Should a wildcard SSL certificate secure both the root domain as well as the sub-domains?

Solution 1:

There's some inconsistency between SSL implementations on how they match wildcards, however you'll need the root as an alternate name for that to work with most clients.

For a *.example.com cert,

  • a.example.com should pass
  • www.example.com should pass
  • example.com should not pass
  • a.b.example.com may pass depending on implementation (but probably not).

Essentially, the standards say that the * should match 1 or more non-dot characters, but some implementations allow a dot.

The canonical answer should be in RFC 2818 (HTTP Over TLS):

Matching is performed using the matching rules specified by [RFC2459]. If more than one identity of a given type is present in the certificate (e.g., more than one dNSName name, a match in any one of the set is considered acceptable.) Names may contain the wildcard character * which is considered to match any single domain name component or component fragment. E.g., *.a.com matches foo.a.com but not bar.foo.a.com. f*.com matches foo.com but not bar.com.

RFC 2459 says:

  • A "*" wildcard character MAY be used as the left-most name component in the certificate. For example, *.example.com would match a.example.com, foo.example.com, etc. but would not match example.com.

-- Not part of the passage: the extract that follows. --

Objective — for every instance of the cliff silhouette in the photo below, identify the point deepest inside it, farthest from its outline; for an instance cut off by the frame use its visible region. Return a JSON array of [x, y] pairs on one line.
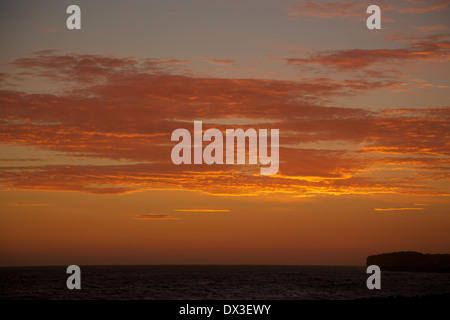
[[411, 261]]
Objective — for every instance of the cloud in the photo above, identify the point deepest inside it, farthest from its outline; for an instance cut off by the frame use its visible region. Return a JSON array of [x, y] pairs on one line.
[[220, 62], [202, 210], [154, 216], [434, 27], [356, 59], [341, 9], [129, 107], [397, 209], [430, 6]]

If you need a cert to work for example.com, www.example.com and foo.example.com, you need a certificate with subjectAltNames so that you have "example.com" and "*.example.com" (or example.com and all the other names you might need to match).

Solution 2:

You're correct, the root domain needs to be an alternate name for it to validate.


Solution 3:

Every SSL provider I have ever used will automatically add the root domain as a Subject Alternative Name to a wildcard SSL certificate, so DOMAIN.COM will work automatically for a *.DOMAIN.COM wildcard cert.


Solution 4:

Basically, and for your needs (that started this whole thread) your wildcard certificate should be specified as both root AND first-level wildcards:

"example.com, *.example.com"

This way, a single wildcard certificate will cover both the root domain (example.com) AND any first-level subdomains (sub1.example.com, sub2.example.com, ...)

A certificate in the form of "*.example.com" MUST have a sub-domain name. Thus the root domain is explicitly excluded since the asterisk does not accept NULL as a valid name.

TIP: Free Let's Encrypt (LE) certification authority allows this. Not all Certification Authorities abide to multilevel wildcards. You should always check with your CA provider.